Scramble! Scramble! SQL injection – time for an alert?

Sadly, it would appear the recent SQL injection shenanigans [1] are continuing apace. Back in May, I took a look at a couple of weeks’ worth of data on the sites we had seen that had fallen victim to the injection attacks [2]. Since then things have definitely got worse – we have been seeing an increase in the number of victim sites. In fact, looking through our data for the first couple of weeks of June, we have been seeing an average of 150 new, victim domains each day. These include several well-recognized, global brands with a sprinkling of government sites.

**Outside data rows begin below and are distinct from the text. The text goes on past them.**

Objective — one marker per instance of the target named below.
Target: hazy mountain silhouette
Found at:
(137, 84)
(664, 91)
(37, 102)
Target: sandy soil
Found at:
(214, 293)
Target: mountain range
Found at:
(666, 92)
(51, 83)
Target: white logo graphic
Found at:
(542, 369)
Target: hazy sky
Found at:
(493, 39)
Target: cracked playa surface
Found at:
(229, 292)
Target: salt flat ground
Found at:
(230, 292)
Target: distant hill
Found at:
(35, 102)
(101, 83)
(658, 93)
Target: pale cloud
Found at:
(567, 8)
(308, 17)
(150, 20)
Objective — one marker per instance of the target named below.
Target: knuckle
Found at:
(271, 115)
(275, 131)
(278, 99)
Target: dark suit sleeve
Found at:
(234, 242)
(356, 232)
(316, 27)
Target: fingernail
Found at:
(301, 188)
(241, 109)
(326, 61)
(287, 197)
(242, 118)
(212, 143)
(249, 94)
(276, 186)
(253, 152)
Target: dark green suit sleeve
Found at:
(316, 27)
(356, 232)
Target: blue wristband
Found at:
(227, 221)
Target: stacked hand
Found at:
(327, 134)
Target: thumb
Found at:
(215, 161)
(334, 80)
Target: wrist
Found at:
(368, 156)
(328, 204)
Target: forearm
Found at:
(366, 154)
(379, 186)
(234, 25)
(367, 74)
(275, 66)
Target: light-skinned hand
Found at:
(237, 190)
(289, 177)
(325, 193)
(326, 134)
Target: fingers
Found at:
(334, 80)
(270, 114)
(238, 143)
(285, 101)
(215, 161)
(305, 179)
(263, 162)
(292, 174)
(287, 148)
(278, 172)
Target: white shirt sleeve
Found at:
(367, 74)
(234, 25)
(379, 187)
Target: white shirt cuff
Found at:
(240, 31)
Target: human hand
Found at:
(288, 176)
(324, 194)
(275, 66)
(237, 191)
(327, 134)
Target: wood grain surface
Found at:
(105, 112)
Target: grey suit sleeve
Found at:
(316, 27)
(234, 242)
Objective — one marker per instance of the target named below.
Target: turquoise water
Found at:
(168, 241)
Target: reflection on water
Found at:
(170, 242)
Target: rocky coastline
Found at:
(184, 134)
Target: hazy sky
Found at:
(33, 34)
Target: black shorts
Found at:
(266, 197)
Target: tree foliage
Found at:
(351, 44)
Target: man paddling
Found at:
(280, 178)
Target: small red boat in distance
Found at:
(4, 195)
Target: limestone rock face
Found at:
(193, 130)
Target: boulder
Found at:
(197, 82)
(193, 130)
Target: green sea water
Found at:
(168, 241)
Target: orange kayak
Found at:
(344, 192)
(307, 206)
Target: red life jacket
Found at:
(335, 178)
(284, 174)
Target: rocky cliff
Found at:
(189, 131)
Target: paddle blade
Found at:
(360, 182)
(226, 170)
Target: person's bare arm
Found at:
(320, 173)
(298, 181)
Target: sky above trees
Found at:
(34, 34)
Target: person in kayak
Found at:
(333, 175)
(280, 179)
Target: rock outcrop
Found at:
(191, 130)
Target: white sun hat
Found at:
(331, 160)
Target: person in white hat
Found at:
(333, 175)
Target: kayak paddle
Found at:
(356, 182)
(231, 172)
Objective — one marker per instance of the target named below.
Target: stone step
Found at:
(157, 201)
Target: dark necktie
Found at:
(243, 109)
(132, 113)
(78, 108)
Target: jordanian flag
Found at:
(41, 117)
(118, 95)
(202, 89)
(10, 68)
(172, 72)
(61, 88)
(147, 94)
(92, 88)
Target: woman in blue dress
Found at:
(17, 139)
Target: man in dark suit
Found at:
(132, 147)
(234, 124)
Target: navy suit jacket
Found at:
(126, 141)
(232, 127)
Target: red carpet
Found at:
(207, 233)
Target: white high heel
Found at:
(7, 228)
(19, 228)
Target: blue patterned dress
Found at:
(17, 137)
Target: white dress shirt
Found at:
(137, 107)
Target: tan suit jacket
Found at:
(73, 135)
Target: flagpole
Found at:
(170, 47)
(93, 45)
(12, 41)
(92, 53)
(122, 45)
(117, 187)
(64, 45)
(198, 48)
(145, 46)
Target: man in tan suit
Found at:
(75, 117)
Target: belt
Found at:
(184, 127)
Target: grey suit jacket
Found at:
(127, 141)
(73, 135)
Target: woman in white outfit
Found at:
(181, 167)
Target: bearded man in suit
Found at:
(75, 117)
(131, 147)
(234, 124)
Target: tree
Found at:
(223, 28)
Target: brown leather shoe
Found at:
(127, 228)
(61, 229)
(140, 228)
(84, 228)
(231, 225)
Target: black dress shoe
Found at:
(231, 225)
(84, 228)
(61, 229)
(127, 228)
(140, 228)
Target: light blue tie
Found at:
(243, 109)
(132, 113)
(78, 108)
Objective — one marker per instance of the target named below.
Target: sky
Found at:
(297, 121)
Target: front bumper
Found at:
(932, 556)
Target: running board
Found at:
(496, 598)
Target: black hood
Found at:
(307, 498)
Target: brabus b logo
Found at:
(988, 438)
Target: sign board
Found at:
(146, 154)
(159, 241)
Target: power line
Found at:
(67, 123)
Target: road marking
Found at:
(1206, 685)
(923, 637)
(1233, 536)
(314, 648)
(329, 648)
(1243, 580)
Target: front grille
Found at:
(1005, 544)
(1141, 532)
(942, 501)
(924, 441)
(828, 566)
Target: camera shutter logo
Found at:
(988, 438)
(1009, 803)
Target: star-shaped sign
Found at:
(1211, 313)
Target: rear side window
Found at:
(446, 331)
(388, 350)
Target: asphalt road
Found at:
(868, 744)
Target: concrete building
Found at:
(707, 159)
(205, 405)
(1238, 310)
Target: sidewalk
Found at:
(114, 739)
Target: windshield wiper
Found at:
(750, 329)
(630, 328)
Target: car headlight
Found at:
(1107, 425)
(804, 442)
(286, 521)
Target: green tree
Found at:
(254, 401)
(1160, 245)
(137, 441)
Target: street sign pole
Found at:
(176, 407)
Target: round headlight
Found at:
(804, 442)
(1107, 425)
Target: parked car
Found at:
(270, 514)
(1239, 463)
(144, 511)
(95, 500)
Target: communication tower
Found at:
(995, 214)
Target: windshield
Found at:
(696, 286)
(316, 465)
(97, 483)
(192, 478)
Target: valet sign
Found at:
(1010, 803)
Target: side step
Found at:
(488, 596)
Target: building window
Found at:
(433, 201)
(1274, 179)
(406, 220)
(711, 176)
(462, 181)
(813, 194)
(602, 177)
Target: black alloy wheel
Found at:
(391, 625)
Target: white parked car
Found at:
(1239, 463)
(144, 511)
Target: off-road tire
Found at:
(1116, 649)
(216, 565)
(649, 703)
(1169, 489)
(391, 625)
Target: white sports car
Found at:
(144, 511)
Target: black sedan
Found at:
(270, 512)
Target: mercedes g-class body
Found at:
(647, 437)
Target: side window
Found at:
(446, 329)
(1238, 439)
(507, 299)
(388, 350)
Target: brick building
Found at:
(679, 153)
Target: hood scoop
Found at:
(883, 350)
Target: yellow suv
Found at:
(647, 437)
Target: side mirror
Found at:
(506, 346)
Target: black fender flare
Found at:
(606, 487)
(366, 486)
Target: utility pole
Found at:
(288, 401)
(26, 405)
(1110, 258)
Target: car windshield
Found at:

Perhaps most depressing is the number of sites that have fallen victim to the attacks multiple times, after initial cleanup. In situations where we contact the owners of compromised sites, we always emphasize the importance not just removing the offending malicious code, but also ‘closing the hole’ to ensure the site is not hit again.

It is not so long ago that we had ‘outbreaks’ (remember the Bagle vs Netsky and Mydoom [3] days?). The raising of a threat variant to some form of alert status does not tend to happen nowadays, most likely due to the shift from distinct, specific threats to a broader, contiguous spectrum of undesirables. The concept of a ‘specific variant’ is, for the most part, meaningless today. Is this same trend becoming true for vulnerabilities as well?

Clearly there is a need for site administrators to be alerted about the threat SQL injection attacks currently pose – the topic may be old, but it is being widely used by attackers right now. The question is, how is the alert achieved? Current alerting and information dissemination mechanisms revolve around specific vulnerabilities and patches largely. They cope less successfully with broader problems such as “susceptibility to SQL injection” attacks.

Measuring the threat is always hard for web attacks. Reporting numbers of domains or URLs can be fairly meaningless. I think the only times people really get close to understanding the scale of an attack is when a very large site or one that is ‘close to home’ gets hit. These conditions are more than satisfied when looking through data related to recent SQL injection attacks. But looking across the various sites out there providing threat information, little can be found. A passing mention is included in the April 2008 monthly summary from US-CERT, but generally speaking, there is nothing to really hit home with site administrators. Without this, the work required to identify and fix the underlying problems in countless sites is unlikely to get the priority and scheduling of time it requires (and deserves).